No change in our internal control over financial reporting (as defined in Rules 13a-15(f) and 15d-15(f) under the Exchange Act) occurred during the period covered by this report that has materially affected, or is reasonably likely to materially affect, our internal control over financial reporting.

40

PART II. OTHER INFORMATION

ITEM 1. LEGAL PROCEEDINGS.

There have been no material developments in the legal proceedings described in our Form 10-K since filing.

ITEM 1A. RISK FACTORS.

Not Applicable.

ITEM 2. UNREGISTERED SALES OF EQUITY SECURITIES AND USE OF PROCEEDS.

During the quarter ended December 31, 2009 the Company sold 0 shares of restricted common stock for $0 (not including 37,092 shares issued valued at $72,825, in aggregate, to certain consultants and/or employees for services and/or in conversion of outstanding obligations). These shares were issued in reliance on the exemption in Section 4(2) of the Securities Act of 1933. In addition the Company sold 4,650 shares of its Series C Preferred Stock for $404,550 (net of commissions and offering expenses). The proceeds were used for working capital purposes. These shares were issued in reliance on the exemptions provided by Regulation D of the Securities Act of 1933. Additional shares of restricted common stock were issued in connection with compensation and other matters. These shares were issued in reliance on the exemptions provided by Regulation D and/or Section 4(2) of the Securities Act of 1933.
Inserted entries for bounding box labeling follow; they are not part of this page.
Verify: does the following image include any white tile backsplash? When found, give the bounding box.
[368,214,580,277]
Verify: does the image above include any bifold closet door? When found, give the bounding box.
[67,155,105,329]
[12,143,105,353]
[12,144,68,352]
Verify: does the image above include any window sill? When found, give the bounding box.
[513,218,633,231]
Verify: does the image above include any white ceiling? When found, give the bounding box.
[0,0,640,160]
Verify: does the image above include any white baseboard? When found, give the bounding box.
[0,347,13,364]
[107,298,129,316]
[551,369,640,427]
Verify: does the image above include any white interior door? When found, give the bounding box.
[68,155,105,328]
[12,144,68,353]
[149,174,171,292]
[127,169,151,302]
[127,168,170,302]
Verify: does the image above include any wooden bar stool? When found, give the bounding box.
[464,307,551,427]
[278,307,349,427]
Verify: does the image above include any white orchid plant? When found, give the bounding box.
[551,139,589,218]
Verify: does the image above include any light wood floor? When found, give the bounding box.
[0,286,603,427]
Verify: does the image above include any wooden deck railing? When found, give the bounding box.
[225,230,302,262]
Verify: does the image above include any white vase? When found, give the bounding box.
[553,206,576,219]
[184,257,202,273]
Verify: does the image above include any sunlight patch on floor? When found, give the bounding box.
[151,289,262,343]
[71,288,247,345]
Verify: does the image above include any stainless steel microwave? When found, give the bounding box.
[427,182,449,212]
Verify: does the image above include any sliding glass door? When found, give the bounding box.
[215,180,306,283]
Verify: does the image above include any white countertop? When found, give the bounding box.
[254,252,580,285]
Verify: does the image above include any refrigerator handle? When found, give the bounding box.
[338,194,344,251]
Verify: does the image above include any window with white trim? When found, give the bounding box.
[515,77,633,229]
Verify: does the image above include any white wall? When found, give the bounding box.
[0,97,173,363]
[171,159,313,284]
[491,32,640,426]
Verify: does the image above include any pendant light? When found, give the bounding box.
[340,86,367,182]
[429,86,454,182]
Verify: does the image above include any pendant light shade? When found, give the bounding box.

ITEM 3. DEFAULTS UPON SENIOR SECURITIES.

Not Applicable.

ITEM 4. SUBMISSION OF MATTERS TO A VOTE OF SECURITY HOLDERS.

Not applicable.

ITEM 5. OTHER INFORMATION.

Not Applicable

ITEM 6. EXHIBITS.

Exhibit No. Description

3.3 Statement of Designation of Preferences of Series C Preferred Stock - Filed herewith electronically

10.1 Zizza notice re Master Sublease option exercise (November 20, 2009) - Incorporated by reference to Exhibit 10.1 to Form 8-K dated November 20, 2009

31.1 Certification of CEO and Principal Financial Officer pursuant to Rule 13a-14(a) or Rule 15d-14(a) - Filed herewith electronically

32.1 Certification of CEO and Principal Financial Officer pursuant to Section 906 of the Sarbanes-Oxley Act of 2002 - Filed herewith electronically

41

SIGNATURES

In accordance with the requirements of the Exchange Act, the registrant caused this report to be signed on its behalf by the undersigned, thereunto duly authorized.

BION ENVIRONMENTAL TECHNOLOGIES, INC.

Date:  February 9, 2010           By:/s/ Mark A. Smith
                                      Mark A. Smith, President (Chief
                                      Executive Officer) and Interim Chief
                                      Financial Officer (Principal Financial
                                      and Accounting Officer)

42

EXHIBIT 3.3

STATEMENT OF DESIGNATION AND DETERMINATION OF PREFERENCES

OF

SERIES C CONVERTIBLE PREFERRED STOCK

OF

BION ENVIRONMENTAL TECHNOLOGIES, INC.

TO THE SECRETARY OF STATE OF THE STATE OF COLORADO:

Pursuant to the provisions of the Colorado Corporation Code, the undersigned Mark A. Smith and Jon Northrop, President and Secretary, respectively, of Bion Environmental Technologies, Inc. (the "Corporation"), a Colorado corporation, submit the following Statement of Designation and Determination of Preferences of Series C Convertible Preferred Stock.

FIRST: The name of the Corporation is Bion Environmental Technologies, Inc., a Colorado corporation.

SECOND: At a meeting of the Board of Directors of the Corporation held on December 21, 2009 at which a quorum was duly present and acting throughout, the following resolution was unanimously adopted:

WHEREAS the Articles of Incorporation of the Corporation, as amended, authorize a class of preferred shares of stock consisting of 10,000,000 shares having a par value of $.001 per share, issuable from time to time in one or more series: and

WHEREAS the Board of Directors of the Corporation is authorized, subject to limitations prescribed by law and by the provisions of Article IV of the Corporation's Articles of Incorporation, to establish and fix the number of shares to be included in any series of preferred stock and the designation, rights, preferences and limitation of the shares to be included in any series of preferred stock and the designation, rights, preferences and limitations of the shares of such series; and

WHEREAS it is the desire of this Board of Directors to issue, establish and fix a series of preferred stock and the designation, rights, preferences and limitations of the shares of such series.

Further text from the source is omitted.